Tut09: Exploiting Heap Allocators

Freed heap chunk

Revisiting the struct malloc_chunk allocated by malloc():

Layout of malloc_chunk in heap.

When malloc() is called, ptr pointing at the start of the usable payload section is returned, while the previous bytes store metadata information. When the allocated chunk is freed by calling free(ptr), as we have experienced from the previous steps, the first 16 bytes of the payload section are used as fd and bk.

A more detailed view of a freed chunk:

    chunk-> +-|-|-|-|-|-|-|-|-|-|-|-|-|-|-|-|-|-|-|-|-|-|-|-|-|-|-|-|-|-|-|-+
            |             Size of previous chunk, if unallocated (P clear)  |
    `head:' |             Size of chunk, in bytes                     |A|0|P|
      mem-> +-|-|-|-|-|-|-|-|-|-|-|-|-|-|-|-|-|-|-|-|-|-|-|-|-|-|-|-|-|-|-|-+
            |             Forward pointer to next chunk in list             |
            |             Back pointer to previous chunk in list            |
            |             Unused space (may be 0 bytes long)                .
            .                                                               .
            .                                                               |
nextchunk-> +-|-|-|-|-|-|-|-|-|-|-|-|-|-|-|-|-|-|-|-|-|-|-|-|-|-|-|-|-|-|-|-+
    `foot:' |             Size of chunk, in bytes                           |
            |             Size of next chunk, in bytes                |A|0|0|

[NOTE]: Free chunks are maintained in a circular doubly linked list by struct malloc_state.

Now let's take a look at some interesting heap management mechanisms we can abuse to exploit heap.

Unsafe unlink (< GLIBC 2.26)

The main idea of this technique is to trick free() to unlink the second chunk (p2) from free list so that we can achieve arbitrary write.

Heap unsafe unlink attack.

When free(p1) is called, _int_free(mstate av, mchunkptr p, int have_lock) is actually invoked and frees the first chunk.

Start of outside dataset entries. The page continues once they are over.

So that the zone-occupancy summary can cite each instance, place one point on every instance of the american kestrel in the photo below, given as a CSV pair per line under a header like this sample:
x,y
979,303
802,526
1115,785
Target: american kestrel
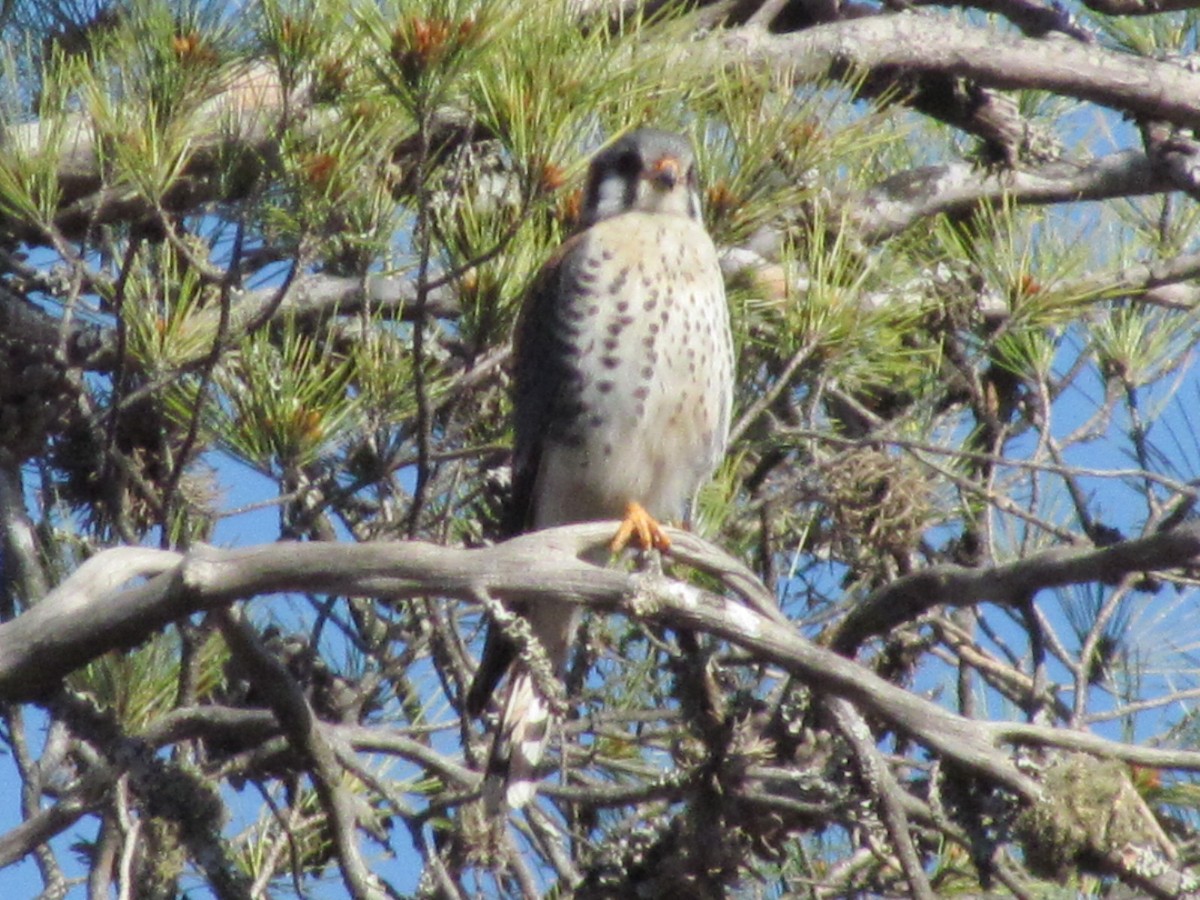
x,y
623,384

Several checks are applied during this process, which we will not go into details here, but you will be asked to bypass some of them in the lab challenges ;)

The key step during the free(p1) operation is when the freed chunk is put back to unsorted bin (think of unsorted bin as a cache to speed up allocation and deallocation requests). The chunk will first be merged with neighboring free chunks in memory, called consolidation, then added to the unsorted bin as a larger free chunk for future allocations.

Three important phases:

  1. Consolidate backward

    If previous chunk in memory is not in use (PREV_INUSE (P) == 0), unlink is called on the previous chunk to take it off the free list. The previous chunk's size is then added to the current size, and the current chunk pointer points to the previous chunk.

  2. Consolidate forward (in the figure)

    If next chunk (p2) in memory is not the top chunk and not in use, confirmed by next-to-next chunk’s PREV_INUSE (P) bit is unset (PREV_INUSE (P) == 0), unlink is called on the next chunk (p2) to take it off the free list. To navigate to next-to-next chunk, add both the current chunk's (p1) size and the next chunk's (p2) size to the current chunk pointer.

  3. Finally the consolidated chunk is added to the unsorted bin.

The interesting part comes from the unlink process:

#define unlink(P, BK, FD)
    FD = P->fd;
    BK = P->bk;
    FD->bk = BK;
    BK->fd = FD;

unlink is a macro defined to remove a victim chunk from a bin. Above is a simplified version of unlink. Essentially it is adjusting the fd and bk of neighboring chunks to take the victim chunk (p2) off the free list by P->fd->bk = P->bk and P->bk->fd = P->fd.

If we think carefully, the attacker can craft the fd and bk of the second chunk (p2) and achieve arbitrary write when it's unlinked. Here is how this can be performed.

Let's first break down the above unlink operation from the pure C language's point of view. Assuming 32-bit architecture, we get:

BK = *(P + 12);
FD = *(P + 8);
*(FD + 12) = BK;
*(BK + 8) = FD;

Resulting in:

  1. The memory at FD+12 is overwritten with BK.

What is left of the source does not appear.